Féroces

Roman autobiographique de Robert Goolrick.

Robie a quarante ans passés. Peu après avoir enterré son père, il raconte son enfance entre des parents alcooliques, dans une famille plus que tout attachée à préserver les apparences. « Je pensais que je sauterais de joie, le jour où mon père mourrait. Je croyais que tout le poids du monde s’envolerait de mes épaules. » (p. 15) Robie se souvient des longues soirées avec les voisins, dans un ballet parfaitement maîtrisé où le couple Goolrick était le centre de toutes les attentions et de toutes les jalousies. « Nous les adorions et nous les craignions. Notre crainte naissait du fait que nous les savions malheureux. » (p. 67) Dans les années 1950, le petit Robie évolue dans une société désespérée où les femmes au foyer sont dépressives et se gavent de calmants et de cocktails. Il observe la lente déchéance de sa mère. « Elle était élégante en public et négligée en privé. » (p. 63) Mais voilà, chez les Goolrick, il y a une règle : on ne parle pas à l’extérieur de ce qui se passe à la maison. Et chaque secret est une blessure supplémentaire.

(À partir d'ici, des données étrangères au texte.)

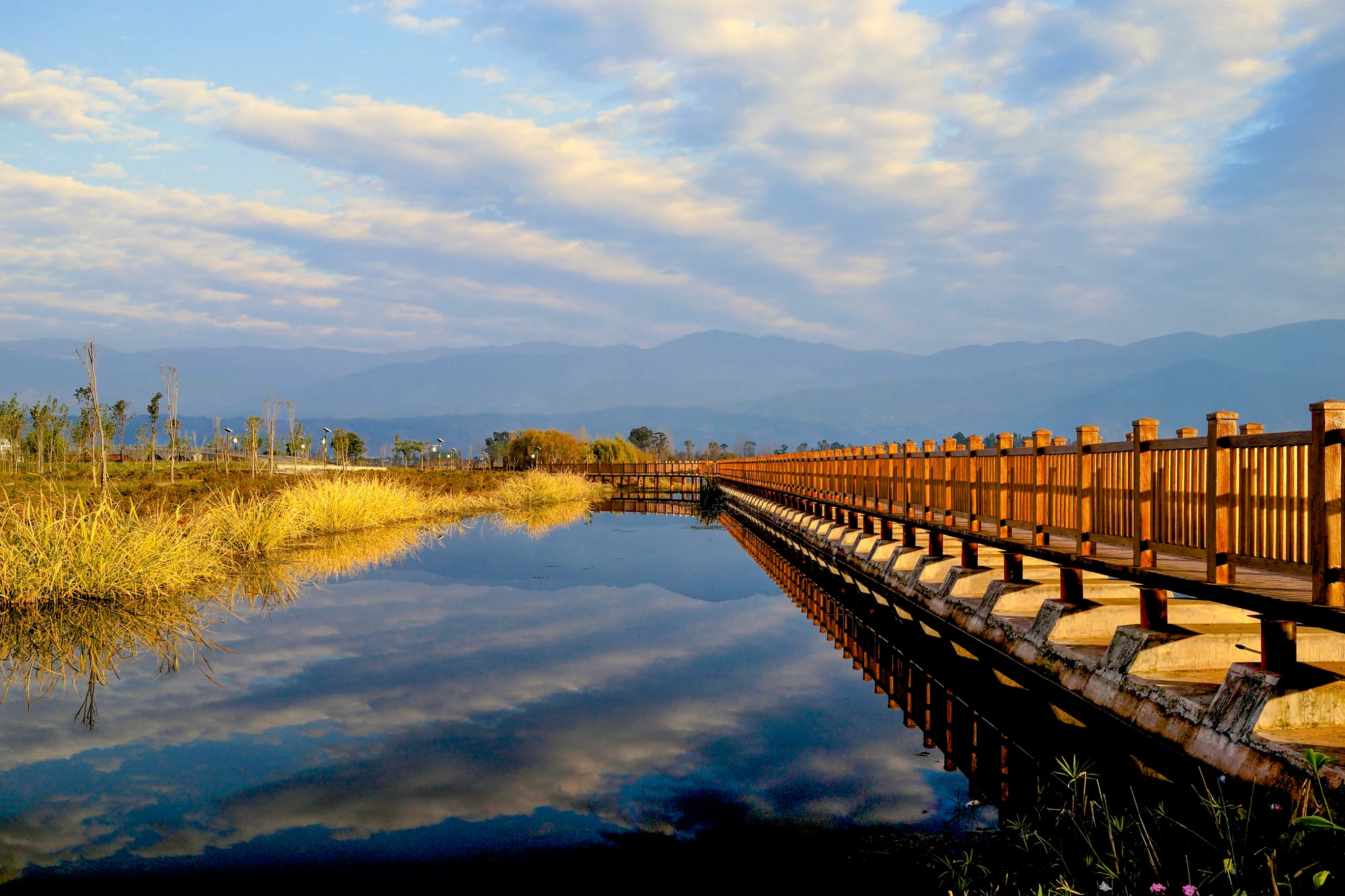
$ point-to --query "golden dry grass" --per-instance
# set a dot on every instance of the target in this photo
(85, 587)
(59, 548)
(54, 548)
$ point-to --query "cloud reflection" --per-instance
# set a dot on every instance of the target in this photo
(387, 705)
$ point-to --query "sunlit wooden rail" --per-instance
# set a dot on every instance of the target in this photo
(996, 767)
(1239, 516)
(677, 477)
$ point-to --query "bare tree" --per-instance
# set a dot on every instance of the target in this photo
(170, 376)
(294, 452)
(272, 409)
(254, 440)
(88, 356)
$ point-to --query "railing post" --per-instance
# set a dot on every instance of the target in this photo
(1040, 487)
(1324, 503)
(1004, 442)
(1145, 430)
(930, 446)
(949, 447)
(1219, 497)
(1085, 436)
(974, 444)
(907, 463)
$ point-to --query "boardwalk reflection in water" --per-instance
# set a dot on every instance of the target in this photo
(1004, 736)
(492, 692)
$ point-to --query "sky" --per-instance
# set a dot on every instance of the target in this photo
(406, 174)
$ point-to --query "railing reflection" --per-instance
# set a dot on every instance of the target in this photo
(993, 729)
(83, 643)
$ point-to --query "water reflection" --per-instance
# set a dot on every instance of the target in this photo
(1000, 732)
(484, 689)
(81, 643)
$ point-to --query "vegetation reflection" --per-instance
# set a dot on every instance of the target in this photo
(89, 588)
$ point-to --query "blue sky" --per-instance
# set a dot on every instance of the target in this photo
(399, 174)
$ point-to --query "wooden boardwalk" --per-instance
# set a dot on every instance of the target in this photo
(1238, 516)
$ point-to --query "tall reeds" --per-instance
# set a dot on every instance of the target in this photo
(54, 548)
(61, 548)
(84, 587)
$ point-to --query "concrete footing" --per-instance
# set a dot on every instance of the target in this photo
(1195, 676)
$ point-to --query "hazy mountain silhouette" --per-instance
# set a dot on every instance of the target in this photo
(723, 385)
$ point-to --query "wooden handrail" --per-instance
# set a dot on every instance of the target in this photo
(1268, 501)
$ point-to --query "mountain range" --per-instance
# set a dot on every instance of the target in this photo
(727, 386)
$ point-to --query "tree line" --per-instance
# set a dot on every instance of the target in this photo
(45, 435)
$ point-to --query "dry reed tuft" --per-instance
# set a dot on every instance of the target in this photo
(350, 503)
(53, 549)
(531, 490)
(63, 548)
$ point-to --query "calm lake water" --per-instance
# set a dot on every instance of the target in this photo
(494, 692)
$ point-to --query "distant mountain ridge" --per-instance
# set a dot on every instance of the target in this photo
(724, 385)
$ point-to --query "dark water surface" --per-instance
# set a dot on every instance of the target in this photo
(497, 692)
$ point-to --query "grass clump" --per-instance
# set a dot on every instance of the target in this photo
(60, 548)
(57, 546)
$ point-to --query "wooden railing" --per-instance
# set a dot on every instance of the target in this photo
(1235, 498)
(676, 469)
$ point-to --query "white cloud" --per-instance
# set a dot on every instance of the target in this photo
(486, 75)
(400, 14)
(107, 171)
(68, 106)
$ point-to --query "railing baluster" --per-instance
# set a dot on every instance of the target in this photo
(1145, 430)
(1324, 502)
(1219, 493)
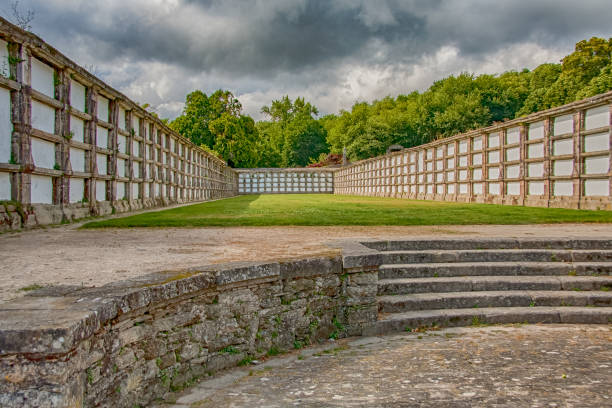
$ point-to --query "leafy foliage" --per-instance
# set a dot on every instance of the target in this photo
(464, 102)
(293, 135)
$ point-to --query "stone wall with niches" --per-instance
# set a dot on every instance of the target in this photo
(555, 158)
(71, 146)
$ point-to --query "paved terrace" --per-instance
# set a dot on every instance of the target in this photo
(495, 366)
(69, 256)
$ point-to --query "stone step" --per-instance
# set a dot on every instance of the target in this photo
(491, 283)
(449, 269)
(490, 243)
(496, 315)
(486, 299)
(496, 255)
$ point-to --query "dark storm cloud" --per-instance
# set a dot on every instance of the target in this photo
(263, 38)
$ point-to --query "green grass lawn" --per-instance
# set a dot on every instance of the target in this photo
(325, 209)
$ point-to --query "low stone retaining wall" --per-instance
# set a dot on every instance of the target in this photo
(128, 343)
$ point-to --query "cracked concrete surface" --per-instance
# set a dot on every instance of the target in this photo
(493, 366)
(66, 255)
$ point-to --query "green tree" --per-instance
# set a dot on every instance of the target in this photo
(294, 132)
(216, 122)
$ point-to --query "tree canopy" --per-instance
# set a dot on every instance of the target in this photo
(294, 135)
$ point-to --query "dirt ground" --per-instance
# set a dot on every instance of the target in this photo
(67, 255)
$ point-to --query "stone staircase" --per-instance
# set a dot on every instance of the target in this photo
(471, 282)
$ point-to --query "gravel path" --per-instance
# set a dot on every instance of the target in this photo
(67, 255)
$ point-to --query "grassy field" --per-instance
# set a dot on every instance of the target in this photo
(324, 209)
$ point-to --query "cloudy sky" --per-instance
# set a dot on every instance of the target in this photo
(333, 52)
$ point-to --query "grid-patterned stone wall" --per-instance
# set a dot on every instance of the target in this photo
(71, 146)
(285, 181)
(554, 158)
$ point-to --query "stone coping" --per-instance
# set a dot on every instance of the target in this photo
(54, 320)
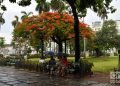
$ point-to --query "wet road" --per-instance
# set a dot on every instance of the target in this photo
(9, 76)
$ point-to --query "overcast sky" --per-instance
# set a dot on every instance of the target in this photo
(14, 9)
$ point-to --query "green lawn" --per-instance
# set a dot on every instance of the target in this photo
(101, 64)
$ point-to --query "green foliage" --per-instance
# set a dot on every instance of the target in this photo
(106, 36)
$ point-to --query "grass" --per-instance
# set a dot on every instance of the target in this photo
(101, 64)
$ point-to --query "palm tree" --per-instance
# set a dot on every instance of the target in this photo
(42, 5)
(25, 14)
(2, 21)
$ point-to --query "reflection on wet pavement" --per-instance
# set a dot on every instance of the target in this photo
(9, 76)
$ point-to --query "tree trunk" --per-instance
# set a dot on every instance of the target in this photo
(60, 49)
(42, 48)
(65, 46)
(76, 30)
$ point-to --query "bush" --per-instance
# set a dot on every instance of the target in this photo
(83, 67)
(34, 56)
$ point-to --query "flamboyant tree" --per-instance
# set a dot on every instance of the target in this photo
(54, 25)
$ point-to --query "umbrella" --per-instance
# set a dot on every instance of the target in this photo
(51, 53)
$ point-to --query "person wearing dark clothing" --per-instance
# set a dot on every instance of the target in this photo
(51, 65)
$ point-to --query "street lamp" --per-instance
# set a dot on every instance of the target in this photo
(119, 59)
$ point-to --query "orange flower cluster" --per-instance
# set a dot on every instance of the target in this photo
(33, 26)
(48, 22)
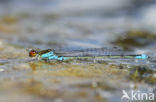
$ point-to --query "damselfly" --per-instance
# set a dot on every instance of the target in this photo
(114, 52)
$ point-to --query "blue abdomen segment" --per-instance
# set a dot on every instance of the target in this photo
(51, 56)
(142, 56)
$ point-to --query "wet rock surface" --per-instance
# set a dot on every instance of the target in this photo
(56, 24)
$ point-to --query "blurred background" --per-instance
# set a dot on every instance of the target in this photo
(129, 24)
(89, 23)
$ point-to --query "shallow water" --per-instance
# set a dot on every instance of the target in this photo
(66, 24)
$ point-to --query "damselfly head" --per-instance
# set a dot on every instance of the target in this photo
(32, 53)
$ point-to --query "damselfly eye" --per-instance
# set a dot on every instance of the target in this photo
(32, 53)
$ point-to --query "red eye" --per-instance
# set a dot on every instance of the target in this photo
(32, 53)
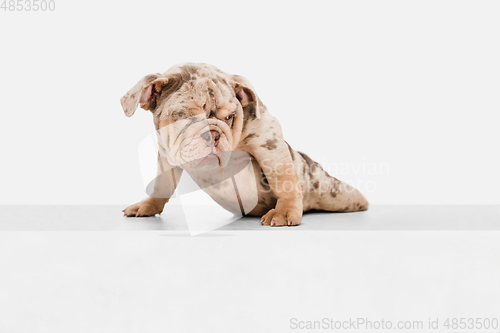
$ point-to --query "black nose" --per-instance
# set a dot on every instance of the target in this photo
(211, 135)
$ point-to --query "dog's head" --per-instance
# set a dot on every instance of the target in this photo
(197, 110)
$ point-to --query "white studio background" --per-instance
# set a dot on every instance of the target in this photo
(402, 93)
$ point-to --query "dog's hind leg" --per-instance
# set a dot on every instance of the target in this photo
(324, 192)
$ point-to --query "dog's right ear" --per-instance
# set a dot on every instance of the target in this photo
(146, 93)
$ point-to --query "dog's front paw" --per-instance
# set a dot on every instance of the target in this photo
(282, 217)
(148, 207)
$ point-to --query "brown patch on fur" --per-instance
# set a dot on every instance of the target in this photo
(264, 181)
(270, 144)
(250, 114)
(249, 137)
(290, 150)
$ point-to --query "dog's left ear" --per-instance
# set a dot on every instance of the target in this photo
(246, 93)
(146, 92)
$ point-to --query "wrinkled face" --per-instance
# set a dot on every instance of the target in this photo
(198, 123)
(197, 110)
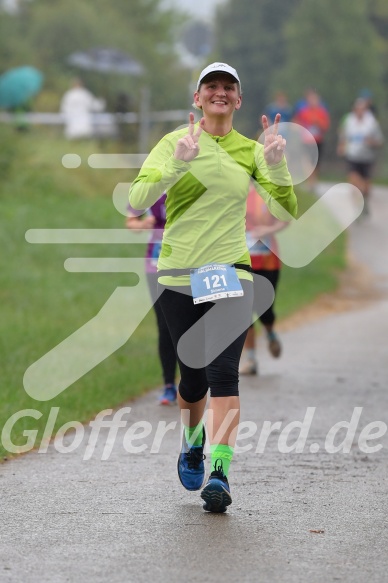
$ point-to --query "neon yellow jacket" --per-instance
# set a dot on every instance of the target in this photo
(206, 199)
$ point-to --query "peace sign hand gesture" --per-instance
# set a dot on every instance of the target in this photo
(274, 143)
(187, 148)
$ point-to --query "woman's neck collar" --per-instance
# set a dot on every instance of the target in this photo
(218, 127)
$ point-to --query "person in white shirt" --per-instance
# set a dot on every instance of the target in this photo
(360, 136)
(77, 106)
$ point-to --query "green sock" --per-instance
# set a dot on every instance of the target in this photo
(221, 455)
(193, 435)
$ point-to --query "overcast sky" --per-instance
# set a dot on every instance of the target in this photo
(203, 9)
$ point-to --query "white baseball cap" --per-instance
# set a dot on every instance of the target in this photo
(218, 68)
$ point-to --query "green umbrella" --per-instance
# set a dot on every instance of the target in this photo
(18, 85)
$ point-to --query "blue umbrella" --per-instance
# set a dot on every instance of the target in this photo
(18, 85)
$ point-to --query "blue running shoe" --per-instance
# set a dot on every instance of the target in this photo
(216, 493)
(168, 397)
(191, 469)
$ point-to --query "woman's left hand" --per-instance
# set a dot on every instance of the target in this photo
(274, 143)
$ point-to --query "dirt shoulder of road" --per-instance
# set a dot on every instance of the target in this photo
(356, 290)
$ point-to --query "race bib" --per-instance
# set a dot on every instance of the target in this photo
(213, 282)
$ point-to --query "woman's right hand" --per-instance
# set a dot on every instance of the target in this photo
(187, 148)
(137, 224)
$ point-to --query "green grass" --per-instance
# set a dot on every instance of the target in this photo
(41, 304)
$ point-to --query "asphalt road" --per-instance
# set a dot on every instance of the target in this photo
(313, 516)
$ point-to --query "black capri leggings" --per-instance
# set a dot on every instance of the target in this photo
(165, 346)
(208, 339)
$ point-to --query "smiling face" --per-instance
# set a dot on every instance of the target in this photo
(218, 95)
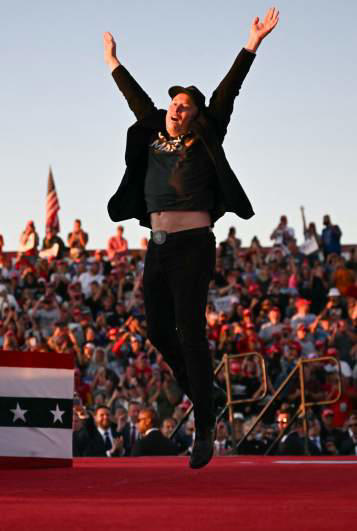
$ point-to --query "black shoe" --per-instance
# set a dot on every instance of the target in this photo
(219, 399)
(202, 451)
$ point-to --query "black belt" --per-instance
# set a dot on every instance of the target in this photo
(160, 236)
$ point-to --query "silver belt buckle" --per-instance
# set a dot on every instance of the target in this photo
(159, 236)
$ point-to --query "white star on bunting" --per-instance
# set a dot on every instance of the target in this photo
(57, 414)
(19, 413)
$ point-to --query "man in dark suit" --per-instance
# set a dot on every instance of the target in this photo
(152, 441)
(178, 183)
(98, 437)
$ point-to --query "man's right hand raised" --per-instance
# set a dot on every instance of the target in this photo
(110, 56)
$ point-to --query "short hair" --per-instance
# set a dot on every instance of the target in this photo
(152, 414)
(171, 419)
(100, 406)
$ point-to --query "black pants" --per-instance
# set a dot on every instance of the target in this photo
(176, 278)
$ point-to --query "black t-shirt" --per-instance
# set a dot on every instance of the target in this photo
(178, 177)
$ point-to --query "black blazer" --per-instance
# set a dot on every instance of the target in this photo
(126, 434)
(89, 442)
(155, 443)
(210, 127)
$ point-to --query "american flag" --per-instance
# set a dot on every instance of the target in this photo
(52, 204)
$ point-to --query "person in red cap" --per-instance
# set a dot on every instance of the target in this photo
(272, 327)
(178, 183)
(302, 315)
(29, 241)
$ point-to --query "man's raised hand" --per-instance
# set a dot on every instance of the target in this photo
(259, 30)
(110, 56)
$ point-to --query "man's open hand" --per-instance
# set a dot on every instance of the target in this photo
(110, 56)
(259, 30)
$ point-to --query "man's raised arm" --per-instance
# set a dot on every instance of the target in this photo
(138, 101)
(221, 103)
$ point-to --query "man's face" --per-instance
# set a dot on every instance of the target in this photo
(353, 425)
(133, 412)
(102, 419)
(180, 114)
(167, 427)
(274, 316)
(144, 422)
(328, 420)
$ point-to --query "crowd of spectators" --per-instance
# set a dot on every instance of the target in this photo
(285, 302)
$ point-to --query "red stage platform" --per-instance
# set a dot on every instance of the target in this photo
(243, 493)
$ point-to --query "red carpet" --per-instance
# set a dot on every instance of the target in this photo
(240, 493)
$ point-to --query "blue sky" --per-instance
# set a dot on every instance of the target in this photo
(292, 137)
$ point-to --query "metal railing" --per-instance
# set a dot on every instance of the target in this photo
(225, 364)
(303, 406)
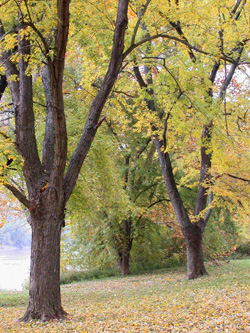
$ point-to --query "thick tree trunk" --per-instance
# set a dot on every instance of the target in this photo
(195, 261)
(44, 295)
(191, 231)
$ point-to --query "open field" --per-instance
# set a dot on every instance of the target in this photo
(157, 302)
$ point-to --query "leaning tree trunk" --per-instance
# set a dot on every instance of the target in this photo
(191, 231)
(44, 295)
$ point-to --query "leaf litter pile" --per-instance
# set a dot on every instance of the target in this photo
(159, 302)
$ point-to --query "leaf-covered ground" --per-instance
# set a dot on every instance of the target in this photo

Toute son enfance et plus tard, une fois adulte, Robie ne cherche qu’une chose : obtenir l’amour de ses parents. « J’aimais voir ma mère dans de beaux vêtements. Je voulais croire que nous étions plus riches que dans la réalité, et mes parents étaient si malheureux que j’aurais inventé n’importe quoi pour leur faire plaisir, même si, comme on me le répéta maintes fois, ils ne montrèrent jamais le moindre signe de fierté ou de gratitude envers quoi que ce soit que j’aie pu faire. » (p. 64) Avoir quitté le giron familial pour New York ne suffit pas au narrateur pour se libérer la pesanteur d’une enfance aussi lourde. Obsédé par le suicide, bourré de médicaments, Robie glisse lentement dans la même décrépitude mentale que celle qu’il a observée chez ses parents. « Il arrivera des choses terribles. C’est ce qu’on m’a dit, et je le crois. Il s’est passé des choses terribles, bien sûr, des choses terribles plus tard, mais il va s’en produire de bien pires. » (p. 148) La révélation du drame familial n’est pas très étonnante, mais elle est présentée de telle façon et avant tant de violence crue qu’elle remet en perspective les 140 premières pages du récit. Après cet événement, il ne restait à Robie que de faibles possibilités de bonheur. « Le reste n’est qu’une vie, rien de plus, l’histoire d’une vie difforme. La vie où rien d’autre, à aucun autre moment, n’a vraiment d’importance. » (p. 154)

Ce roman est aussi remarquablement écrit que les précédents que j’ai lus de l’auteur. L’histoire est poisseuse, fétide, mais il est impossible d’en détacher les yeux. Pour une raison qui m’échappe, je n’ai compris qu’à la toute fin de ma lecture qu’il s’agit d’un texte autobiographique, ce qui a renforcé l’horreur. Il y a dans ce texte la puissance terrifiante qui me bouleverse chez Joyce Carol Oates. De Robert Goolrick, récemment décédé et dont l’œuvre n’a aucune preuve à faire, lisez Une femme simple et honnête, Arrive un vagabond et La chute des princes.